Pour ceux qui se demandent qui est Alain Raymond, il était entraîneur des gardiens avec les Bulldogs d’Hamilton la saison dernière.
En 1987, il a quitté les Bisons pour être employé par les Cataractes et le regretté Ron Lapointe. «J’ai vraiment adoré travailler sous ses ordres», a-t-il confié, en spécifiant qu’il n’était pas le recruteur numéro un de cette organisation. Il a occupé cette fonction jusqu’en 1994.
À ce moment, il a pris une pause afin de regarder ses enfants grandir et pouvoir suivre leur évolution dans le hockey.
Chassez le naturel, il revient au galop, il a repris du service en 2000 pour les Castors de Sherbrooke, qui sont devenus ensuite les MAINEiacs de Lewiston. Comme tous les autres recruteurs, il a quitté le bateau en 2007 après la conquête de la coupe du Président. À la suite du départ de Clément Jodoin pour l’Océanic de Rimouski, cela à engendrer plusieurs changements, notamment au niveau du recrutement, ni lui, ni ses collègues ne voulaient continuer ainsi. «Le nouveau avait sa vision à lui, qui était différente de la mienne. On pense tous un peu différemment (les recruteurs), mais ses idées ne rejoignaient vraiment pas les miennes.» C’est à ce moment-là que les Remparts de Québec lui ont fait signe. Il évoluait sous les ordres de Jean Gagnon. Étant donné que M. Gagnon est devenu l’adjoint au directeur général à la fin de la plus récente campagne, l’homme qui travail également pour la brasserie Labatt a pris la relève.

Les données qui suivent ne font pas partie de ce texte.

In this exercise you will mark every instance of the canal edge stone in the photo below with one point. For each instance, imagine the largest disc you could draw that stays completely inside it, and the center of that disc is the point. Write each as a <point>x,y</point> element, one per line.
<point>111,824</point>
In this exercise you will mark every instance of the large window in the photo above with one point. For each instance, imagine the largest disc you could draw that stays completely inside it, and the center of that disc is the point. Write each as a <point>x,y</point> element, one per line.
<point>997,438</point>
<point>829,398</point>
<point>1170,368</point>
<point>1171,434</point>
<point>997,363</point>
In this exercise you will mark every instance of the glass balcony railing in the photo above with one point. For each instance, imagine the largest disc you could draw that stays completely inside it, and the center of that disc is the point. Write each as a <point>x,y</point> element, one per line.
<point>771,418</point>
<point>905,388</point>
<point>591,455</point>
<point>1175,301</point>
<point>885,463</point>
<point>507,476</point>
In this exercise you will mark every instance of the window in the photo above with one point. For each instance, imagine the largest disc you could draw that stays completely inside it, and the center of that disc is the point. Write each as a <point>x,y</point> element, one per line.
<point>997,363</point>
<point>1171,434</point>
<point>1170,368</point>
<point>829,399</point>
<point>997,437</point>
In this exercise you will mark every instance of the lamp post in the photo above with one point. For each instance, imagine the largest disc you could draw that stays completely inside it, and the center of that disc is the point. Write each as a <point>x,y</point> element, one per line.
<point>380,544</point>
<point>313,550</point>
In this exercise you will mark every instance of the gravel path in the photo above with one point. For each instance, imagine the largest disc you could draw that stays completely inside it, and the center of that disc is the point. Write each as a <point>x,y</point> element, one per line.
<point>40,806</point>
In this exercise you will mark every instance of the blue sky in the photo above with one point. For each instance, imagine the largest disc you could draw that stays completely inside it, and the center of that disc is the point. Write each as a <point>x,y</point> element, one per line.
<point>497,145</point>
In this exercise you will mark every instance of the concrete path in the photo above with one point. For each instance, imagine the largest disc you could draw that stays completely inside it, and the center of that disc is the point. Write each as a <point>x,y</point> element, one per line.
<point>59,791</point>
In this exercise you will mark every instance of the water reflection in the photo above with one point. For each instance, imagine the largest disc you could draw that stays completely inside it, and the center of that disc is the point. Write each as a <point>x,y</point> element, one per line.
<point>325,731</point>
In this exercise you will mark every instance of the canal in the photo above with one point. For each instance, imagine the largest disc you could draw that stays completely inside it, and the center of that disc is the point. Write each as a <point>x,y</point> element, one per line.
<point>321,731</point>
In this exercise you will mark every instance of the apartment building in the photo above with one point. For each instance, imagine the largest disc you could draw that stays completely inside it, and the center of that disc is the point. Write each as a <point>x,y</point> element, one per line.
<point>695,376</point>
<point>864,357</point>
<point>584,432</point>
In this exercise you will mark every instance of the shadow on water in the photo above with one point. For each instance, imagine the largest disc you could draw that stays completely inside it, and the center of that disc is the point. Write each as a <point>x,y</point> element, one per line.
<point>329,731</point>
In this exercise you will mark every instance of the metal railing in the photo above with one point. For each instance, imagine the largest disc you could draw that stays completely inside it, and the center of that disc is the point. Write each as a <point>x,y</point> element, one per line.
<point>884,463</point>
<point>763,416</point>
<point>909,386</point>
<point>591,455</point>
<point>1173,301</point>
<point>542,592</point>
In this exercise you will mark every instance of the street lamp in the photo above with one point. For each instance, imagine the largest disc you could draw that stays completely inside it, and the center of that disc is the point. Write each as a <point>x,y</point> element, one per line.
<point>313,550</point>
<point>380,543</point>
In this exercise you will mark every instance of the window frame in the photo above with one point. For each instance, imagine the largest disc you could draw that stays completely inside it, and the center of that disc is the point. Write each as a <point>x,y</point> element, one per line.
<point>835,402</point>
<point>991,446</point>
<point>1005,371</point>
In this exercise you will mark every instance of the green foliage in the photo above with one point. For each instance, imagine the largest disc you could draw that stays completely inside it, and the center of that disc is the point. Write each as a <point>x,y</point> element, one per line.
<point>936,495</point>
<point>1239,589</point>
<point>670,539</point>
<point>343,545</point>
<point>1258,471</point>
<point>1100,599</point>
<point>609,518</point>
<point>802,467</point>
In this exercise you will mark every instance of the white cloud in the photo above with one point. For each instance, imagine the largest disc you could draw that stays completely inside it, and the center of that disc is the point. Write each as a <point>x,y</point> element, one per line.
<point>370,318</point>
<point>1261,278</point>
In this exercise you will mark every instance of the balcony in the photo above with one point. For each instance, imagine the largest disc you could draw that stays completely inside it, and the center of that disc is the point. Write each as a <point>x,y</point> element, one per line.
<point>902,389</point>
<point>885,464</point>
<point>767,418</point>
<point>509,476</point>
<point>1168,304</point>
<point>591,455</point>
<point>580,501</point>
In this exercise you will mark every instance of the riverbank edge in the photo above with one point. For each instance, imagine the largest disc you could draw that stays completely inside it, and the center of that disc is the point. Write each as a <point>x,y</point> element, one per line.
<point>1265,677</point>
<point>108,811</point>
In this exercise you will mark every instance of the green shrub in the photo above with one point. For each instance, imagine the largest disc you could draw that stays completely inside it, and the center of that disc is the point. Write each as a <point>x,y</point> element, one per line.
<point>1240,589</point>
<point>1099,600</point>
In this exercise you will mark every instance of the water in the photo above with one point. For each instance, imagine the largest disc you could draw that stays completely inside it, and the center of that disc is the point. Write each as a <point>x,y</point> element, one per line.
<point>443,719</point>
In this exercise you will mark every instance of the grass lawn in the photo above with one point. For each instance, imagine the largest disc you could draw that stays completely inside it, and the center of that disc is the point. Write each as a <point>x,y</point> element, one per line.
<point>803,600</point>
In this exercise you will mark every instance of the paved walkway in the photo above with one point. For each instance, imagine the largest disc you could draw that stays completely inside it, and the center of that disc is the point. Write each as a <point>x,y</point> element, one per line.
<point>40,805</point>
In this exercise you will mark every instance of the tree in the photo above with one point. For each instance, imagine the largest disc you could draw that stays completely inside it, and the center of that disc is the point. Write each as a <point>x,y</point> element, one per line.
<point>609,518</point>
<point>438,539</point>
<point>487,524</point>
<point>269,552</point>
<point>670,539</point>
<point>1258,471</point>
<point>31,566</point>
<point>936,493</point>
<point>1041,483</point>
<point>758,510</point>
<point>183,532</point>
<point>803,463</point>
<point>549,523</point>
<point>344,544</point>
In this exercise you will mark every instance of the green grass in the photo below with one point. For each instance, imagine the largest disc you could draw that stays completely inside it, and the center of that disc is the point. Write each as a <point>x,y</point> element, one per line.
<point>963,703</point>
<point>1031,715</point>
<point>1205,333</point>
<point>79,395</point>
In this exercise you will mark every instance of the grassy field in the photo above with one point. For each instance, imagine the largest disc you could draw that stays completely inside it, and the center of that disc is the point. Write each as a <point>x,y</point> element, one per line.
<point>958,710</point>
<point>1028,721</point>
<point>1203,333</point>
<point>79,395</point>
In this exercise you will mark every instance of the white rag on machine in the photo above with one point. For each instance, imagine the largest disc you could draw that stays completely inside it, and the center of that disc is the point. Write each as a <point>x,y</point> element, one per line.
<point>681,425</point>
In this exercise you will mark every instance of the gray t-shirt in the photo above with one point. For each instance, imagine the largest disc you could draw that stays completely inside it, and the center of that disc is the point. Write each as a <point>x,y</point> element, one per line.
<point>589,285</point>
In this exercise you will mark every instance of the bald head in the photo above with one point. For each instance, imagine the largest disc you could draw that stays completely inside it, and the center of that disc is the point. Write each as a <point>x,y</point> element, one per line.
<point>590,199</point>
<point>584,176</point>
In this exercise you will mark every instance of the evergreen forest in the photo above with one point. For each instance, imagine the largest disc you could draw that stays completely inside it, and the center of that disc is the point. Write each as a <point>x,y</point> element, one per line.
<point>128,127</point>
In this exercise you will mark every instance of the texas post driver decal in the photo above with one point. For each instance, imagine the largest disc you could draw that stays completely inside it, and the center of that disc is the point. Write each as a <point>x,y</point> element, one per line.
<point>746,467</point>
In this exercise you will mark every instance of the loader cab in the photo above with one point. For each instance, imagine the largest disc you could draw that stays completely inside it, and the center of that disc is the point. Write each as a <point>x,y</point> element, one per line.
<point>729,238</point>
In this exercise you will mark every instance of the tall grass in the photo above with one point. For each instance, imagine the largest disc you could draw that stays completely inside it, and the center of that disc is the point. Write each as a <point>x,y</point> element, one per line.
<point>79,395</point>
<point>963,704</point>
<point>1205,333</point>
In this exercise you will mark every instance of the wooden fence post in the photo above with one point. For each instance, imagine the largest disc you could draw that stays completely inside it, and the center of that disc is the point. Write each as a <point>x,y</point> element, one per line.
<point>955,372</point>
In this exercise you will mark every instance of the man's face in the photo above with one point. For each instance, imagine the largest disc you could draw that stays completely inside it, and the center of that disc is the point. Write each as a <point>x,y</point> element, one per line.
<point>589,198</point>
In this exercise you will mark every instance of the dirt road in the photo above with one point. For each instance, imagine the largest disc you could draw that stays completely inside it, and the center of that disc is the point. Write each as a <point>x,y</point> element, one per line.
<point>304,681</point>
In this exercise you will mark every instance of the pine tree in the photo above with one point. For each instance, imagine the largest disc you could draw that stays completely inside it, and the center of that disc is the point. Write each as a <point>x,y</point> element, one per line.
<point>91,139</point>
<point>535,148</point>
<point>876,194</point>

Au niveau de ses réalisations avec les Diables rouges, il est fier d’avoir sélectionné Martin Lefebvre. Celui-ci a été un choix de troisième ronde, 54e au total en 2008 par les Remparts. «On est heureux de ce choix, car il connaît une belle carrière junior.»
Plus récemment, il est très élogieux envers leur sélection de 7e ronde, 122e au total, Ryan Culkin. «Ce gars-là a un potentiel pour jouer dans la Ligue nationale» d’affirmer M. Préfontaine sans la moindre hésitation.
Étant surpris par cette affirmation, il m’a expliqué que Culkin jouait dans le midget AA l’an passé, il aurait dû évoluer pour les Lions du Lac-St-Louis, mais il avait été retranché, car on le voyait derrière des défenseurs tel que Michael Matheson et Marc Biega. Culkin a tout de même eu la chance de porter le #99 à 13 reprises avec les Lions.
Alain termine l’entretien de belle façon. «Parfois, ça prend du pif, comme dans le cas de Culkin.»